Latency Server Texas Instruments TDA4-J721EXSKG01EVM

This README shows how to run latency measurements on Texas Instruments TDA4 (TI TDA4).

Measurement server is based on:

ONNX Runtime — cross-platform inference framework.
ENOT Latency Server — small open-source package that provides simple API for latency measurement.

Our server supports measurements on both NPU and CPU devices. It creates an ONNX Runtime session for a desired ONNX model, runs warmup iterations before measurements, and then estimates model latency as an average time over repeat * number iterations.

Latency measurement for TI CPU

The following steps are performed for latency measurement for TI CPU:

Measurement client sends an ONNX model to device latency server.
Latency server measures latency using the ONNX model and sends latency to measurement client.

This process is illustrated in the diagram below:

    sequenceDiagram
        Measurement Client ->> Latency Server: ONNX

        Latency Server ->> Measurement Client: Latency

Latency measurement for TI NPU

The following steps are performed for latency measurement for TI NPU:

Measurement client sends an ONNX model to compilation server.
Compilation server creates binaries from the ONNX model that are needed to run it on TI device and sends binaries to device latency server.
Latency server measures latency using the binaries and sends latency to compilation server.
Compilation server sends latency to measurement client.

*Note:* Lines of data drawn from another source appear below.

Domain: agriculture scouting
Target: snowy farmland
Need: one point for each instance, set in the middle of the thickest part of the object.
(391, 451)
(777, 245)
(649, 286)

This process is illustrated in the diagram below:

    sequenceDiagram
        Measurement Client ->> Compilation Server: ONNX
        Compilation Server ->> Latency Server: Binary Artifacts

        Latency Server ->> Compilation Server: Latency
        Compilation Server ->> Measurement Client: Latency

Installation

Installation of device latency server

⚠️ Further steps should be executed on the TI device.

Git LFS module should be installed on the TI device. To download, unpack, and install Git LFS module built for arm64, run the following commands:

wget https://github.com/git-lfs/git-lfs/releases/download/v3.4.0/git-lfs-linux-arm64-v3.4.0.tar.gz
tar -xvf git-lfs-linux-arm64-v3.4.0.tar.gz
./git-lfs-3.4.0/install.sh
git lfs install

Now you can clone the repository and run the installation script:

git clone https://github.com/ENOT-AutoDL/latency-server-ti-tda4-j721exskg01evm.git
cd latency-server-ti-tda4-j721exskg01evm
./install-on-device.sh

After installation is completed, a brief report will be provided, the server will be automatically started and added to the system autoloader.

Installation of compilation server

⚠️ Further steps should be executed on x86 PC (Linux OS).

Prerequisites requirements:

Clone the repository and build docker image for compilation server:

git lfs install
git clone https://github.com/ENOT-AutoDL/latency-server-ti-tda4-j721exskg01evm.git
cd latency-server-ti-tda4-j721exskg01evm
docker build --shm-size 4G --tag ti-latency-server:latest -f docker/Dockerfile .

To ensure that installation was successful, run the compilation server:

docker run -it --rm --shm-size 4G -e TI_HOST=<device-server-ip> -e TI_PORT=15003 -p <compilation-server-port>:15003 ti-latency-server

It is recommended to use port 15003 for the compilation server (<compilation-server-port>).

Installation of measurement/compilation client

⚠️ Further steps should be executed on x86 PC (Linux OS). It is recommended to run the measurement client and the compilation server on the same PC.

Prerequisite requirements:

Git
Python >= 3.8

Clone the repository and run installation:

git clone https://github.com/ENOT-AutoDL/latency-server-ti-tda4-j721exskg01evm.git
cd latency-server-ti-tda4-j721exskg01evm
pip install .[minimal]

To ensure that installation was successful, run the measurement/compilation client:

ti-measure-latency --help

ti-remote-compiler --help

Latency measurements on TI TDA4

To measure latency on TI TDA4 on NPU:

Run compilation server:

docker run -it --rm --shm-size 4G -e TI_HOST=<device-server-ip> -e TI_PORT=15003 -p <compilation-server-port>:15003 ti-latency-server

It is recommended to use port 15003 for the compilation server (<compilation-server-port>).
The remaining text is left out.